After turning back various rescue attempts, Henry "left Rome carrying the Pope with him. Paschal's failure to obtain assistance drew from him a confirmation of the king's right of investiture and a promise to crown him emperor.  The coronation ceremony accordingly took place on 13 April, after which the emperor returned to Germany..." (Wikipedia)

The moral of that story being, I think: don't fuck with emperors who have large armies in your basilica.  This is one of those special rules that is applicable only on certain occasions, but sure to give good service when those occasions arise.

Later on they patched it all up with the Concordat of Worms.

All good?
All good.

And let history note that Henry V, Holy Roman Emperor, was a straight-up badass playa who redeemed his father and his dynasty, compelled Rome to recognize his rightful status as Holy Roman Emperor, and reconciled with the Church, through the judicious use of the  Biggest Army Ever.

And also a faithful servant of God

Respect, sir.

Countermeasures

Is everyone enjoying our Fox and Friends presidency?

For those who are not, I suspect the basis of effective countermeasures will be:
  • Respect for the intrinsic value of a human person.
  • Respect for science.
  • The courage to confront.
It should be an interesting year.


BUT THE THIRD ONE STAYED UP

The current building was originally constructed as a church between 532 and 537 on the orders of the Byzantine Emperor Justinian I and was the third Church of the Holy Wisdom to occupy the site, the previous two having been destroyed by rioters.



(link)

January 03, 2018

To be fair, Anatolia, Egypt, and Syria have a combined area of 750,000 square miles...

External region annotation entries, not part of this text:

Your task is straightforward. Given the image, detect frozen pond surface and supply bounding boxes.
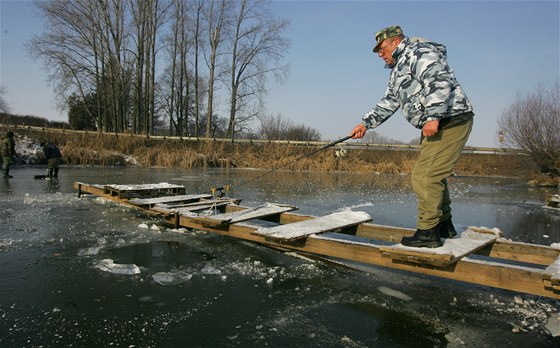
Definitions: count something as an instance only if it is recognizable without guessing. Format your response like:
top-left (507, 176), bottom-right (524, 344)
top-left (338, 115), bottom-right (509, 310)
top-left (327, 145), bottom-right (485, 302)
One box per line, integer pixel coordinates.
top-left (0, 168), bottom-right (560, 347)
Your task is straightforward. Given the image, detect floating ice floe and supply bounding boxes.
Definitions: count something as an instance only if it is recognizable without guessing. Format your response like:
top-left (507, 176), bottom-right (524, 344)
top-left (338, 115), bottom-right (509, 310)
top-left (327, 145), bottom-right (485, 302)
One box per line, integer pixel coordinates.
top-left (377, 286), bottom-right (412, 301)
top-left (78, 246), bottom-right (103, 256)
top-left (94, 259), bottom-right (140, 274)
top-left (152, 271), bottom-right (192, 285)
top-left (200, 265), bottom-right (222, 275)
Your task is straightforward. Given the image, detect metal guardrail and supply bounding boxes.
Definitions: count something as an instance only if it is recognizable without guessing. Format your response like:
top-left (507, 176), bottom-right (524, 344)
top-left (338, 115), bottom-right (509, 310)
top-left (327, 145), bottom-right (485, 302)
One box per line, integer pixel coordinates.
top-left (0, 124), bottom-right (527, 155)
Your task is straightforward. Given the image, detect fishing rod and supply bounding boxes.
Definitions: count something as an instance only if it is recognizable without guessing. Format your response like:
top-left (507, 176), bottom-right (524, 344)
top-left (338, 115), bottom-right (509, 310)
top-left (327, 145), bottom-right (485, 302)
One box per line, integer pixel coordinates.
top-left (212, 134), bottom-right (354, 195)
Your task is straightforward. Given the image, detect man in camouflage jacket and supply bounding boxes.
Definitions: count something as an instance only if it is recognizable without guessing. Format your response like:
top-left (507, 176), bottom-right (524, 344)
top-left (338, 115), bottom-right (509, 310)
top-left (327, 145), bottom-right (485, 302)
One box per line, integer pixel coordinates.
top-left (351, 26), bottom-right (474, 248)
top-left (0, 131), bottom-right (16, 178)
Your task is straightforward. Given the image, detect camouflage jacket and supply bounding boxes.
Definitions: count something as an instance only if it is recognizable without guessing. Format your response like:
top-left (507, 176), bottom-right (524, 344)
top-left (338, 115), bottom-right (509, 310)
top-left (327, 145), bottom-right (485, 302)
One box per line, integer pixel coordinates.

A vast expansion of the world where Greek was spoken had come about in this way; but outside Anatolia, Syria and Egypt there is little evidence for its everyday use having spread much beyond the community of Greek émigrés.

- Ostler, Empires of the Word: A Language History of the World

Yeah, as bad as you'd think

Early in the campaign, Sam Nunberg was sent to explain the Constitution to the candidate. "I got as far as the Fourth Amendment," Nunberg recalled, "before his finger is pulling down on his lip and his eyes are rolling back in his head."